Logistic Regression and How to interpret it
Posted by admin on Friday Jan 21, 2011 Under StatisticsWhen to use Simple Logistic Regression
Logistic regression is used when Yi, response variable is binary, 0 or 1.
Meaning of Response Function of binary response var
Yi = beta_0 + beta_1* Xi + ei
Considering Yi as bernoulli random variable,
P(Yi =1 ) = pi ** let’s say probability of success
P(Yi = 0 ) = 1-pi ** probability of failure
E(Yi) = 1(pi) + 0(1-pi) = pi which equals P(Yi=1)
Therefore, we can say Expected value of Yi is same as probability of Yi being 1. (p of success)

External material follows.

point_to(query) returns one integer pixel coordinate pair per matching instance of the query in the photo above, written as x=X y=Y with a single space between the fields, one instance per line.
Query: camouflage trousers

Problems with binary response variables are:
1. error term can only take two values
2. variance is dependent of Xs
How to run logistic regression in R
#upload data
dat1<-read.table(dat1.txt, sep='\t', header=T)
test.logr<-glm( result~gender, family=binomial(logit))
Let Yi=1 success and Yi=0 failure and
Let probability of success (p(Yi=1)) be 0.2 and probability of failure (p(Yi=0) be 0.8.
The odds of success is p/(1-p) = 0.2/0.8 =0.25 is 1 to 4
Basically logit is transforming the odds function using log
log(p/(1-p)) . It's monotonic transformation and it can ease the problem of restricted range.
So how does logit look like?
logit(p) = log(p/(1-p)) = b0 + b1X1 + ... bkXk
p = exp(b0+b1x1 + bkxk)/(1+exp(b0+b1x1 + ... + bkxk)
How to Interpret coefficients?
logit(p) = b0 + b1(school),
where school (public =1 and private =0)
success = 0, failure = 1
private = 0 , public =1
b0 is log odds for public since we coded private =0 (baseline)
b1 = log(1.325) = Odds ratio of private to public
Let coefficients be b1 = 0.5234 and b0 = -1.23
How to interpret the coefficients?
By exponentiating b1 (that is log(1.325)), odds ratio may be calculated and it can interpreted as:
Odds for private school being successful are 33% than odds for public school.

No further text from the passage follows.